所以事情發生了,那個信任著他并且被他殺害的青年永遠地活在葛紅兵的心里,多年來折磨著他。日月消長,季節更替,人事滄桑,這罪惡感卻巋然不動尤自蟄伏。葛紅兵加倍地對人好,他想把有限的生命投入到無限地為人民服務上來以減輕他沉重的罪惡,他默默地無名地照顧著楚天舒的父母,不遺余力地照顧他的妹妹,但是當小姑娘說愛上他想嫁他時他逃跑了,他沒有勇氣無時無刻都面對被害者的家人。
90年代以后社會發生了深刻變革,張家在首長病故之后便衰落了,子女大多移居海外,首長夫人也跟兒子女兒到了國外,葛家得以自立門戶,葛紅兵畢業后留校成了大學老師,一年年熬下來從講師到副教授道叫授,年逾四十成了一系之主,走的卻還是上層路線——他老婆是老校長的侄女。
誰都說葛紅兵是個好人,他在外面溫文爾雅,在家里也上得廳堂下得廚房,會給妻子買花,給兒子講道理。
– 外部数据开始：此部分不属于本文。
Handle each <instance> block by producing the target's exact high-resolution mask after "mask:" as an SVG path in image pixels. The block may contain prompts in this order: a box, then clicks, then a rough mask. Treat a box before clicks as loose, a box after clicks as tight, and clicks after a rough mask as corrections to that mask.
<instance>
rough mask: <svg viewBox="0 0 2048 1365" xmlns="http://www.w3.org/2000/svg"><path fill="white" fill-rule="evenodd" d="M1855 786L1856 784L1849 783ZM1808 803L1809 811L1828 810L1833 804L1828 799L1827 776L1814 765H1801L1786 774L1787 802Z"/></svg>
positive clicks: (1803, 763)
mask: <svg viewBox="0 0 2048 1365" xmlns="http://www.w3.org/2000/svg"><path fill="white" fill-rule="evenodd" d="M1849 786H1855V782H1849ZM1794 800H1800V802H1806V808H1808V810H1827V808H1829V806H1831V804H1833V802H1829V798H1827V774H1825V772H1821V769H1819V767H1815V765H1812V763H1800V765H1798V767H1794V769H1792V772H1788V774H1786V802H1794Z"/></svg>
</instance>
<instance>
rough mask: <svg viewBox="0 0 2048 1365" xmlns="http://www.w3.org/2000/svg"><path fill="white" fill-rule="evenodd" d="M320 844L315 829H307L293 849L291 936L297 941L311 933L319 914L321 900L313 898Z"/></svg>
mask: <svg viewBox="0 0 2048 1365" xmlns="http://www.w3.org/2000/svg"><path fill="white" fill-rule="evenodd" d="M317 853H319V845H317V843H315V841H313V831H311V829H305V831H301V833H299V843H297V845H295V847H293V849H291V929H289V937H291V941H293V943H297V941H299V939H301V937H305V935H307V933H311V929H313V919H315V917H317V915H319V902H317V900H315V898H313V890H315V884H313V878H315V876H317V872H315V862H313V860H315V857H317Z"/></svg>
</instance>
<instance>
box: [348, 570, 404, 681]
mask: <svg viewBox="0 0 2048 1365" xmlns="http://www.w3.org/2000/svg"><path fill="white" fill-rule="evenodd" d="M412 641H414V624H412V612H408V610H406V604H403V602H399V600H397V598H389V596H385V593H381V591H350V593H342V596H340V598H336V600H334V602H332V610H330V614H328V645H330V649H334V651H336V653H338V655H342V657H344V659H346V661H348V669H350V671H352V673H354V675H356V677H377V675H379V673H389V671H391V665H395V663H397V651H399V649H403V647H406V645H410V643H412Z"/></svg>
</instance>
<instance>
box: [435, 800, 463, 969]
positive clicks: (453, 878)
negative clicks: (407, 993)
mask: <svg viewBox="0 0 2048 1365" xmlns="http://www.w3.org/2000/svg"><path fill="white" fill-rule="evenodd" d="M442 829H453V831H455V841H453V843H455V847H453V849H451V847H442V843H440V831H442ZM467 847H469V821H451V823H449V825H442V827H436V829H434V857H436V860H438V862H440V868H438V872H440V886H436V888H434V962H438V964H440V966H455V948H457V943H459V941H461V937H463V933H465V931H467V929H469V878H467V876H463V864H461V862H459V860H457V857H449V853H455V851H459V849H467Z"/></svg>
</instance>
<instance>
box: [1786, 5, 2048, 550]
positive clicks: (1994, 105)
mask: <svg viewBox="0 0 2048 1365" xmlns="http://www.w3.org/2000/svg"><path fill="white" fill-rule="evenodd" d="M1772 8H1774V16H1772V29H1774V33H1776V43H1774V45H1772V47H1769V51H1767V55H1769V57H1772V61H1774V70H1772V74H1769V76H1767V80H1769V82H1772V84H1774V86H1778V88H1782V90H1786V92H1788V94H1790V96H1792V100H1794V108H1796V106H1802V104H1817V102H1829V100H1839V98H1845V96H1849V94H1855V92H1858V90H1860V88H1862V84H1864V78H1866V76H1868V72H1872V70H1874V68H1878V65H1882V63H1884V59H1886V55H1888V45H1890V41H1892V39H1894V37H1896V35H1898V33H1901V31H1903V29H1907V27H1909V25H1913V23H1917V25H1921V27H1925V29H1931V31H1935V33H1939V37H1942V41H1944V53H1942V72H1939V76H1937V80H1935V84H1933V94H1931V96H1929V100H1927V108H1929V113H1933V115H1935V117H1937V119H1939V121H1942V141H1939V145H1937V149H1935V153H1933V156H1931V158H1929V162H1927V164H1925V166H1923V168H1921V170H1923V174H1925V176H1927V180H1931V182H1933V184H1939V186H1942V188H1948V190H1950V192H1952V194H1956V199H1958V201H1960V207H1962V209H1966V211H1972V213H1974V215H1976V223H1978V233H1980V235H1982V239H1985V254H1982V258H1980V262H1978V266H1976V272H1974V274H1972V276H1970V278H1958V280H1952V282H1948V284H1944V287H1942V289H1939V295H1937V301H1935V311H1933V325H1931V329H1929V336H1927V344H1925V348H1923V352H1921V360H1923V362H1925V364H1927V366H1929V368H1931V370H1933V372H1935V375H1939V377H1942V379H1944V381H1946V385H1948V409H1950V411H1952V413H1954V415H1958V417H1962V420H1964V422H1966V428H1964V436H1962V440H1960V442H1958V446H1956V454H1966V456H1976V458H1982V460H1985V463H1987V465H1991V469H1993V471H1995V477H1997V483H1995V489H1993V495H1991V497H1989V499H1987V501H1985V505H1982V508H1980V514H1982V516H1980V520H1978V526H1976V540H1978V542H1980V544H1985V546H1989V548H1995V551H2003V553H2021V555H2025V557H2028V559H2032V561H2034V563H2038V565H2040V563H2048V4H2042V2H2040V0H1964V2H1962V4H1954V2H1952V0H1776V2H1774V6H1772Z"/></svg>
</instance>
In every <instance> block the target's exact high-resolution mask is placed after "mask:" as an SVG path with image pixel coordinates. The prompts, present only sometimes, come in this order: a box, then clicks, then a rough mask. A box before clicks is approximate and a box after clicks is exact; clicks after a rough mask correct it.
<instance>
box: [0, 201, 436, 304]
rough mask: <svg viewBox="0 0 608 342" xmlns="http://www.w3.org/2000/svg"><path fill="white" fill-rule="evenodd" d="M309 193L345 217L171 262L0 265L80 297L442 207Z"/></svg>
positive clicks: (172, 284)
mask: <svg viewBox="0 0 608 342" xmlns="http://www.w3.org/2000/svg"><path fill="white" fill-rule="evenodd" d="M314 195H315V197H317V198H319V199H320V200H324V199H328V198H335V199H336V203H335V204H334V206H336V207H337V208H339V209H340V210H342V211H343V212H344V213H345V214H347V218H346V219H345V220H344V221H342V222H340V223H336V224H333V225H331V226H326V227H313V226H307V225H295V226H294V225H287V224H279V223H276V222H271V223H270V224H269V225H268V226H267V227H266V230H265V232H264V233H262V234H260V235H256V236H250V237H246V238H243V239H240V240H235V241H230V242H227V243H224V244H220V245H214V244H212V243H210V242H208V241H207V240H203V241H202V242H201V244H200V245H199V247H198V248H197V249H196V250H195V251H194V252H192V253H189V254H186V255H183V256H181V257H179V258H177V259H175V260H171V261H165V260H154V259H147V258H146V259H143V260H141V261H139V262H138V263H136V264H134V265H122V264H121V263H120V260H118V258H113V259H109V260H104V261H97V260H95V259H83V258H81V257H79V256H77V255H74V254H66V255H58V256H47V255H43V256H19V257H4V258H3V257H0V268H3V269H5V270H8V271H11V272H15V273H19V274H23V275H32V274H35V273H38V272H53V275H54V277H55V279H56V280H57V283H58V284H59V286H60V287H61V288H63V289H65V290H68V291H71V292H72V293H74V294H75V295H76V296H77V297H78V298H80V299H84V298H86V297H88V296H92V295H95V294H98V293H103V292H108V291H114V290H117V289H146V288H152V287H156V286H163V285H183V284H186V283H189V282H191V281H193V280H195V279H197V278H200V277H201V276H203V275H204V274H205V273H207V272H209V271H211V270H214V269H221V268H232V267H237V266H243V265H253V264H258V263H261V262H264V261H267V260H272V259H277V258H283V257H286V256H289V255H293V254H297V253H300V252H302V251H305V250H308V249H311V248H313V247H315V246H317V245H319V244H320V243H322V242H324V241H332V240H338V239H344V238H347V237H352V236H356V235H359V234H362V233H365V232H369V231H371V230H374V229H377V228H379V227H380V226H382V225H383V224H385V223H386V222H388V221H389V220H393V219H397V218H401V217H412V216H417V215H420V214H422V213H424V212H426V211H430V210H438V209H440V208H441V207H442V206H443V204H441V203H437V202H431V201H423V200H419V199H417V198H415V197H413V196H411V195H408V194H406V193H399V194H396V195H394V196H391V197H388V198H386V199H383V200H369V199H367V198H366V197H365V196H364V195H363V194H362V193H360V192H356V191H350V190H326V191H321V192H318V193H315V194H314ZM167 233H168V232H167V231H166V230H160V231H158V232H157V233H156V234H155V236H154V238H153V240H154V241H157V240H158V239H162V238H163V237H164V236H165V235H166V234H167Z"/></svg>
他四十多了,可是這個男人修煉到一定時候年紀反而模糊了,他穿著一本正經的西服或者一本正經的休閑裝,眼角因為時常掛著微笑而有一些細小的笑紋,個子不高,人還是瘦,沒人覺得他老。他的那些女學生們傾慕他,男學生們敬重他。
就在葛主任覺得生活不過就是沒滋沒味地帶著心底的煎熬走向墳墓的過程時,張大陸回來了。
時間已經到了新世紀第一個十年中期,張大陸攜裹著一身的銅臭回到了故鄉,省市領導夾道歡迎。